Quand les Présidents de la République instrumentalisent l’équipe de France

Alors que les derniers sondages ne lui sont pas vraiment favorables, Emmanuel Macron a vécu une parenthèse enchantée pendant quelques jours avec le succès des Bleus. De son « dab » dans le vestiaire après la finale à la “garden-party” d’hier, petit coup de projecteur sur les relations entre Présidents et joueurs de l’équipe de France.

Emmanuel Macron avec les Bleus à l’Elysée…
Emmanuel Macron avec les Bleus à l’Elysée…

Qu’ont-ils en commun ? Finalement pour tous la même envie de surfer politiquement sur une gigantesque vague de bonheur populaire… Excepté chez François Mitterrand. « Tonton » est au pouvoir lors du premier grand moment footballistique des Bleus, le sacre de l’EURO 1984, mais au contraire de ses successeurs ne cherchera pas à récupérer un sport, à l’époque, nettement moins médiatisé. Lors de l’été 1984, Mitterrand s’affiche discrètement. « Taper dans un ballon ou jouer de l’accordéon n’étaient pas les passions premières de Mitterrand », affirmait Jacques Séguéla.

Dans les années 1980, à l’époque Maire de Paris, Chirac ne s’intéresse pas franchement au football et encore moins au club de la capitale… Le PSG fait partie de ses prérogatives mais il n’est pas intéressant sur un plan politique à l’inverse des Bleus. La France qui gagne et qui le place au centre de toutes les attentions.

La France « Black-Blanc-Beur » de Chirac, arme de séduction massive

En 1998, la communication n’a pas encore tout envahi et pourtant, Chirac et ses proches ont tout anticipé. Chirac – Jospin, tant de choses les oppose et notamment le rapport au peuple. Et à l’heure de la Coupe du Monde 1998, les Français vont assister à un déplacement du duel sur le terrain footballistique. Outre la « garden-party » du 14 juillet 1998 et la starisation des Champions du monde, il y aura aussi cette séquence où Jacques Chirac scande le nom des Bleus à l’annonce du onze de départ lors de la finale à Saint-Denis.
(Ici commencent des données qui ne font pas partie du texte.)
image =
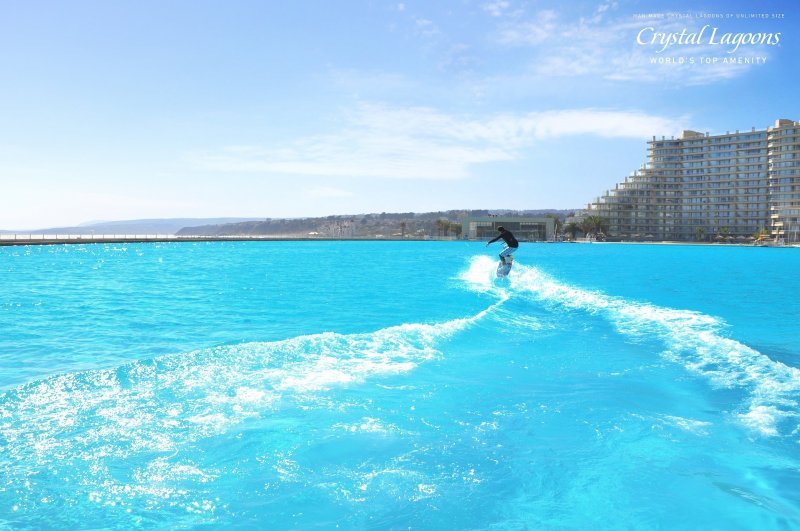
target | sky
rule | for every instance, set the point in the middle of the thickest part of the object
(137, 109)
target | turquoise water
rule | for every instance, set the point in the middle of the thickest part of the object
(383, 385)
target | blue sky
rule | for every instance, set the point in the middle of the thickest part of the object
(192, 108)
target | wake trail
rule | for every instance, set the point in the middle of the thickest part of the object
(160, 404)
(692, 339)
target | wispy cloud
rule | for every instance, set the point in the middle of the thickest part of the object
(380, 141)
(603, 43)
(327, 192)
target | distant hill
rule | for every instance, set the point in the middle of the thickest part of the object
(388, 225)
(135, 226)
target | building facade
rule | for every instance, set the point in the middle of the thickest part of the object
(525, 229)
(706, 187)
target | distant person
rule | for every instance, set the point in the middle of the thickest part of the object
(511, 244)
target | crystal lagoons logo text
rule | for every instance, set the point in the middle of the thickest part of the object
(707, 35)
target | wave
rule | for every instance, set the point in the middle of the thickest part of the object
(159, 404)
(692, 339)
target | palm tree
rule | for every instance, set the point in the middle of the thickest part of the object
(572, 228)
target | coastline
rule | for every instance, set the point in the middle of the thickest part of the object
(48, 239)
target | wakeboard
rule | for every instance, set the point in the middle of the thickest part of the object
(504, 268)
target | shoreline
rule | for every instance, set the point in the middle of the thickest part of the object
(46, 239)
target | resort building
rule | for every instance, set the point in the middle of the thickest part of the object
(525, 229)
(706, 187)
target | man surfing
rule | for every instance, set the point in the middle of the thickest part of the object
(511, 244)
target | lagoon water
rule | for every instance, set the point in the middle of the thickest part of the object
(388, 385)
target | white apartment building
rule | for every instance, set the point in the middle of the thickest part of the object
(701, 187)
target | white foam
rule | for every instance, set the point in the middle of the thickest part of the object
(692, 339)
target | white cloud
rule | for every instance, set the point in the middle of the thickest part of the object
(379, 141)
(529, 32)
(326, 192)
(497, 8)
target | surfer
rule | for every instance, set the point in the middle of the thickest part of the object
(511, 244)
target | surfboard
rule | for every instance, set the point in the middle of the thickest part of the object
(503, 269)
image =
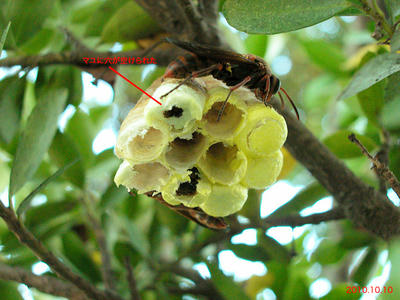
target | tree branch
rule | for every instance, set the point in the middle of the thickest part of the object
(28, 239)
(363, 205)
(76, 58)
(46, 284)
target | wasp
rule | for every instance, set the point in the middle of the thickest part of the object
(195, 214)
(234, 69)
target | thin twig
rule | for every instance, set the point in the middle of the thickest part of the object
(131, 280)
(46, 284)
(28, 239)
(106, 269)
(381, 168)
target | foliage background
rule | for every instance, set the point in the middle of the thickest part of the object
(85, 220)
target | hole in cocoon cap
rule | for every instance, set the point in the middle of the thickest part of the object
(227, 125)
(183, 153)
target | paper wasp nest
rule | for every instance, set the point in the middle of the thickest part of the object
(181, 150)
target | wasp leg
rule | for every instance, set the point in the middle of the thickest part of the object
(233, 88)
(200, 73)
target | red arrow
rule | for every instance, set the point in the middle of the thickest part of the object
(116, 72)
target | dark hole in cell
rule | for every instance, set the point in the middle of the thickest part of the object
(189, 188)
(173, 112)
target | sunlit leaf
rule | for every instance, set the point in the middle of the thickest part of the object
(11, 98)
(119, 27)
(225, 285)
(36, 137)
(275, 16)
(372, 72)
(364, 270)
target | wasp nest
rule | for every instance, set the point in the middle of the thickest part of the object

L’après-match, l’après-finale pourra, elle, servir d’exemple pendant de nombreuses années encore. Le maillot de l’équipe de France sur le dos, il est dans son monde, participe au bonheur ambiant, rigole avec les joueurs et symboliquement, comme Laurent Blanc, embrasse Fabien Barthez sur le crâne. Lors d’une Coupe du Monde, plus on s’affiche du côté des vainqueurs, mieux c’est. A ce niveau-là, le Corrézien avait une longueur d’avance sur son Premier Ministre. Et concernant la finale 2006, à propos de l’affaire Zidane – Materazzi, Jacques Chirac va adopter une attitude très claire : ON NE TOUCHE PAS A ZIDANE, sorte de demi-dieu national et exemple d’intégration pour la population française d’origine maghrébine, un Zidane qu’il réconfortera chaleureusement

Sarkozy, avait, lui, misé sur la Coupe du Monde 2010 pour se relancer en pleine crise économique, dans un climat plutôt conflictuel nourri par la réorme des retraites. A l’inverse, Knysna et les défaites auront rajouté de la déprime à la déprime.

Enfin, lors de l’EURO 2016, Hollande a été présent sans en rajouter. Maîtrisant parfaitement les codes de la « Hollandie », le journaliste Gérard Davet estime même que « le Président de la République n’en a pas fait assez en juin 2016. Ils font tous de la récupération mais là, beaucoup moins que Chirac à l’époque. Tant Sarkozy que Hollande sont de vrais amateurs de foot et lors de l’EURO, François Hollande s’est contenté d’une visite à Clairefontaine et je ne suis même pas sûr qu’il soit une seule fois descendu dans le vestiaire des Bleus ». Pour François Hollande, la finale perdue de Griezmann et cie à l’EURO 2016 n’aura pas réussi à masquer les vrais problèmes de la société française et notamment concernant le chômage car oui, le football s’invite souvent à l’Elysée mais il ne peut pas non plus faire de miracle.